Add packaging/windows/package.yml template to build unsigned Windows packages:

- Builds MSI, ZIP, and MSIX packages from signed binaries

- Downloads signed binaries from CoOrdinatedBuildPipeline artifacts

- Uses ob_restore_phase: false for all template calls

- Uploads to runtime-specific artifact names:

  - drop_windows_package_fxdependent

  - drop_windows_package_fxdependentWinDesktop

  - drop_windows_package_win7x64

  - drop_windows_package_win7x86

This template focuses solely on building unsigned packages,

enabling separation from the signing stage in the pipeline.

Add packaging/windows/sign.yml template to sign Windows packages:

- Signs MSI, ZIP, and MSIX packages from package stage

- Downloads unsigned packages from drop_windows_package_{runtime} artifacts

- Configures OneBranch signing for each package type

- Creates signed EXE installer from signed MSI

- Uploads to runtime-specific signed artifact names:

  - drop_windows_package_signed_fxdependent

  - drop_windows_package_signed_fxdependentWinDesktop

  - drop_windows_package_signed_win7x64

  - drop_windows_package_signed_win7x86

This template handles all package signing operations,

separating concerns from the package build stage.

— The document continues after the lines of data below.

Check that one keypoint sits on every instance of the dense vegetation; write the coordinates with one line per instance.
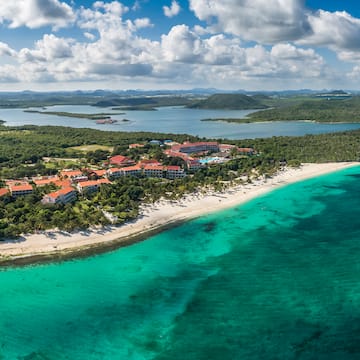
(230, 102)
(320, 110)
(23, 148)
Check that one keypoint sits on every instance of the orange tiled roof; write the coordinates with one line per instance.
(27, 187)
(40, 182)
(71, 173)
(63, 191)
(94, 182)
(173, 168)
(131, 168)
(154, 167)
(3, 191)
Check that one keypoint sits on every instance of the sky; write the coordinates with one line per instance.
(179, 44)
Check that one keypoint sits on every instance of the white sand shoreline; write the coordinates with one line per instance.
(159, 215)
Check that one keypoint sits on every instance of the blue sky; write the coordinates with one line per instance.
(179, 44)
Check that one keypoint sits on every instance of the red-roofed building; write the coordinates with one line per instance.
(16, 182)
(134, 146)
(45, 181)
(74, 175)
(154, 171)
(71, 173)
(126, 171)
(19, 190)
(189, 148)
(246, 151)
(174, 172)
(92, 185)
(4, 191)
(121, 160)
(63, 196)
(226, 147)
(150, 162)
(193, 164)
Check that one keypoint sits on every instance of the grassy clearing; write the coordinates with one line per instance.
(93, 147)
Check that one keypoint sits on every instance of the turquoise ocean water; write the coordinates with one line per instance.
(276, 278)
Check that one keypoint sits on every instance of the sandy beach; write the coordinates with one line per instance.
(154, 218)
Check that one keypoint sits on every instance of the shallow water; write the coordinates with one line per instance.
(176, 120)
(276, 278)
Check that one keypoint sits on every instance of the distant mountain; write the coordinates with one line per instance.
(230, 101)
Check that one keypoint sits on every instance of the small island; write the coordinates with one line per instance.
(97, 116)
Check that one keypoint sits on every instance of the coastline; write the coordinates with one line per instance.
(56, 246)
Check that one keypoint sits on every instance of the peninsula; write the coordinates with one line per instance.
(58, 245)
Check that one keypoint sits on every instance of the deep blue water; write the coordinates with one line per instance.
(175, 120)
(276, 278)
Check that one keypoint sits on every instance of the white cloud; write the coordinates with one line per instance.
(189, 57)
(36, 13)
(338, 30)
(273, 21)
(143, 23)
(266, 21)
(173, 10)
(5, 49)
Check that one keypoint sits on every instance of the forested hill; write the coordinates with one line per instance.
(230, 101)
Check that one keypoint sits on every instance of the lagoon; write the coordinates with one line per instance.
(177, 120)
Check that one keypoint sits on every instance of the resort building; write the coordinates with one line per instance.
(3, 192)
(127, 171)
(189, 148)
(19, 190)
(91, 185)
(154, 171)
(174, 172)
(97, 174)
(55, 180)
(120, 160)
(63, 196)
(135, 146)
(226, 147)
(73, 175)
(13, 182)
(151, 162)
(131, 171)
(246, 151)
(193, 164)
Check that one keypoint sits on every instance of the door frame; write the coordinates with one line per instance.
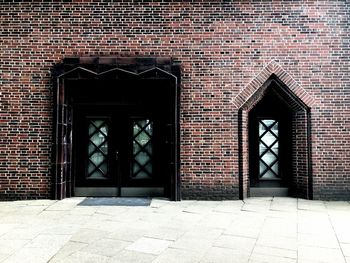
(94, 68)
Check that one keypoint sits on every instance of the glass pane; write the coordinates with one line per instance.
(142, 175)
(96, 175)
(268, 149)
(142, 158)
(268, 123)
(275, 167)
(148, 168)
(275, 129)
(262, 148)
(142, 138)
(97, 149)
(136, 168)
(268, 158)
(269, 175)
(97, 158)
(268, 139)
(274, 148)
(142, 149)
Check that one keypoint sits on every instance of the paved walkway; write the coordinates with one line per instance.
(256, 230)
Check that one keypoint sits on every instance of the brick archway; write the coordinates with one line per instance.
(273, 76)
(111, 68)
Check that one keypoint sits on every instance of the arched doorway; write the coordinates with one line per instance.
(116, 127)
(274, 143)
(270, 144)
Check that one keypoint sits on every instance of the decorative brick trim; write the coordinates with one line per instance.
(272, 68)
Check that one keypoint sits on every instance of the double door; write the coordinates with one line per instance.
(118, 151)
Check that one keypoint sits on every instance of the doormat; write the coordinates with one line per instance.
(115, 201)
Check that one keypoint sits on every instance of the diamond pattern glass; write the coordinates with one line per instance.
(142, 149)
(268, 149)
(97, 167)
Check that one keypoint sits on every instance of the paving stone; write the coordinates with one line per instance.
(165, 233)
(261, 258)
(85, 257)
(86, 235)
(234, 230)
(149, 245)
(238, 243)
(32, 255)
(326, 241)
(48, 241)
(127, 256)
(224, 255)
(320, 254)
(68, 249)
(105, 247)
(210, 231)
(195, 244)
(280, 227)
(127, 234)
(23, 232)
(278, 242)
(9, 247)
(203, 232)
(173, 255)
(275, 252)
(217, 220)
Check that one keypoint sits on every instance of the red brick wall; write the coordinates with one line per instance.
(222, 45)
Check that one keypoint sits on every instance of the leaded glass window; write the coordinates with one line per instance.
(268, 149)
(97, 167)
(142, 161)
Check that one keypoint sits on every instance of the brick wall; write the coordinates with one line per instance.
(222, 46)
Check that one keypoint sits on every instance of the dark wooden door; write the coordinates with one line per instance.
(118, 150)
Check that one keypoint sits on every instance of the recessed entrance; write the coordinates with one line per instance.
(269, 146)
(274, 138)
(117, 128)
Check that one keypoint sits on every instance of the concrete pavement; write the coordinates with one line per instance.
(283, 230)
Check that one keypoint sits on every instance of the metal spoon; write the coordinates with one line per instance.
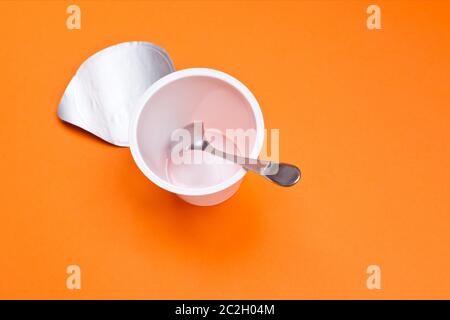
(283, 174)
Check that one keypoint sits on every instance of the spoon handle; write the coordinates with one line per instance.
(283, 174)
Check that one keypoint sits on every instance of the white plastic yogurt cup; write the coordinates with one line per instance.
(182, 97)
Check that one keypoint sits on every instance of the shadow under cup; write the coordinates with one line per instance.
(233, 123)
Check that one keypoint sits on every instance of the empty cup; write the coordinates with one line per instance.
(224, 105)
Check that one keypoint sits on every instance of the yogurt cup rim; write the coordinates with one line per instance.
(174, 76)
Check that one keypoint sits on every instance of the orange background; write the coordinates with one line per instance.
(365, 114)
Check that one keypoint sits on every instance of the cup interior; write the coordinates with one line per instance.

Update PowerShell-Packages-Official.yml to use split Windows pipeline:

- Replace single windows_package stage with two stages:

  - windows_package: Build unsigned MSI/ZIP/MSIX packages

  - windows_sign_package: Sign packages and create EXE

- windows_sign_package depends on windows_package stage

- Each runtime (fxdependent, fxdependentWinDesktop, win7x64, win7x86) flows through both stages

Benefits:

- Clearer separation of concerns (build vs sign)

- OneBranch signing configuration isolated to signing stage

- Easier to debug build vs signing issues

- Better alignment with OneBranch security model

Update package-create-msix.yml to use simplified artifact names:

- drop_windows_package_arm64 (was drop_windows_package_package_win_arm64)

- drop_windows_package_x64 (was drop_windows_package_package_win_x64)

- drop_windows_package_x86 (was drop_windows_package_package_win_x86)

This aligns with the artifact naming convention established in

the Windows package templates, removing the redundant 'package_win' prefix.

Complete UseJson parameter cleanup in remaining templates:

- .pipelines/templates/compliance/apiscan.yml

- .pipelines/templates/release-MakeBlobPublic.yml (2 jobs)

Sets CreateJson to 'no' and removes UseJson parameter,

consistent with other template updates.

Add .github/chatmodes/cherry-pick-commits.chatmode.md:

- Provides instructions for cherry-picking commits between branches

- Includes safety checks and verification steps

- Handles rebased commits and branch divergence scenarios

Delete 4 pipeline templates that are no longer referenced:

- windows-package-build.yml (replaced by packaging/windows/package.yml + sign.yml)

- release-checkout-pwsh-repo.yml

- release-download-packages.yml

- release-install-pwsh.yml

These files are not used by any pipeline configuration.